I never really know who to call or if to call anyone. I know to let our children know, I know to let my parents know, but beyond that, I’m never sure who to call and say we are in the hospital again.
Part of my reluctance is that I really don’t want to bother people, part of it is I never know how long or serious and one event is going to be and a big part of it stems from my west Texas machismo, that I don’t need support because support means weakness and real west Texas men don’t need and don’t do weak. Mostly I just don’t know how much others want to know.
We went for 3 years without being in the hospital. When Marty went in February it was different so I reached out to some of our friends. Since then, since last night, this is our third visit and I just don’t know if people want to know every time we darken the doors of Providence.
We went to the emergency room to have Marty checked out Saturday, mainly because she was really fatigued and my anxiety level was in the red zone. We spent seven hours getting blood tests, urine tests and x-rays and essentially found nothing. My anxiety went below the red zone, but not by much.
I went to Dallas Sunday during the day for my middle grandchild’s 2nd birthday celebration. My daughter Erin said I seemed tense; my response was “ya think?” When you have lived with someone and watched them as long as I have cared for Marty you just get a sense of things, it’s hard to explain, but my “Marty-sense” was tingling all day Sunday.
By the time I got home Sunday evening Marty’s blood pressure had dropped and we piled into the van to take Marty back to the ER. By the time we got there her BP was still too low and she had started to develop a rather ugly red rash, great. I sent a text to our Great and Wise as we waited for a room.
There are a limited number of things that the rash could indicate. A couple of things are not good at all, but it’s most likely a reaction to an iodine IV administered when she had a cat scan on Saturday. The tech had asked me if she had ever any reaction to the iodine, I didn’t know and rolled the dice to get the x-ray. Marty got the rash, that’s somehow not completely fair.

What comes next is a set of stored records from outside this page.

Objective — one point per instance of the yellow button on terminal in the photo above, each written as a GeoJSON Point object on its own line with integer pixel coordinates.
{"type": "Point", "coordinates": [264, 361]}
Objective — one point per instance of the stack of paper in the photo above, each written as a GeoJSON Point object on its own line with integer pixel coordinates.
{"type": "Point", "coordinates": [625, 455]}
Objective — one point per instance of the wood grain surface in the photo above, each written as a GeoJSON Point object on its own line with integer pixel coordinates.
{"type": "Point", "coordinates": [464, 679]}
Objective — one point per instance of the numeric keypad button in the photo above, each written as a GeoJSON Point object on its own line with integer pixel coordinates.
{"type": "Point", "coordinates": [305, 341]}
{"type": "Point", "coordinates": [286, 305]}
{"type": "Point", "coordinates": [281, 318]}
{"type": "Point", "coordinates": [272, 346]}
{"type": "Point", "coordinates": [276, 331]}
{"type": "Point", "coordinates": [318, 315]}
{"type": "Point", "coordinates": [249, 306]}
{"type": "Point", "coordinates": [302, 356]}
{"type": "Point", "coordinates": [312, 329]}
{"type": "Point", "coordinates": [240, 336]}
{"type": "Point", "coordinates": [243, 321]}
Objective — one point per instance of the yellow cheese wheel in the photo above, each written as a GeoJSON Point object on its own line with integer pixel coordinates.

Great and Wise, bless his soul, came up to the hospital to check Marty out and in and wrote out the orders to admit us to the hospital. There was never any real question about whether we were staying the night in the hospital.

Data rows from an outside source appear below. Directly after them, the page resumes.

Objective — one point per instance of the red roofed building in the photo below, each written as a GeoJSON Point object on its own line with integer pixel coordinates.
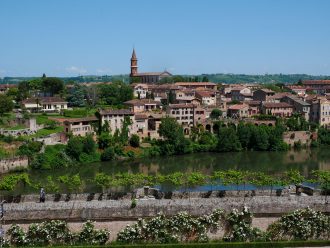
{"type": "Point", "coordinates": [195, 85]}
{"type": "Point", "coordinates": [281, 109]}
{"type": "Point", "coordinates": [318, 86]}
{"type": "Point", "coordinates": [147, 77]}
{"type": "Point", "coordinates": [238, 111]}
{"type": "Point", "coordinates": [142, 105]}
{"type": "Point", "coordinates": [206, 97]}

As we sit here this evening Marty is a little doped up on Benadryl, her face, neck and abdomen are red with a rash and her blood pressure is still too low for me to feel comfortable and I don’t think we have figured out everything that is happening.
Yes, we are back, 4th floor east, and I’m up here wondering who I call, I’m wondering if I call, I’m wondering if people want to know, I’m wondering if you do this enough do people get a little immune to the seriousness of the situation and the call becomes a “one more time” kind of thing.
Try as I might to get used to it, I don’t. I still get anxious, I still worry, I still don’t sleep, and as many times as we go, as prepared as we are to go, as crazy comforting as it might be, being in the hospital is still a big kind of scary deal.
Maybe calling some people is not a bad idea.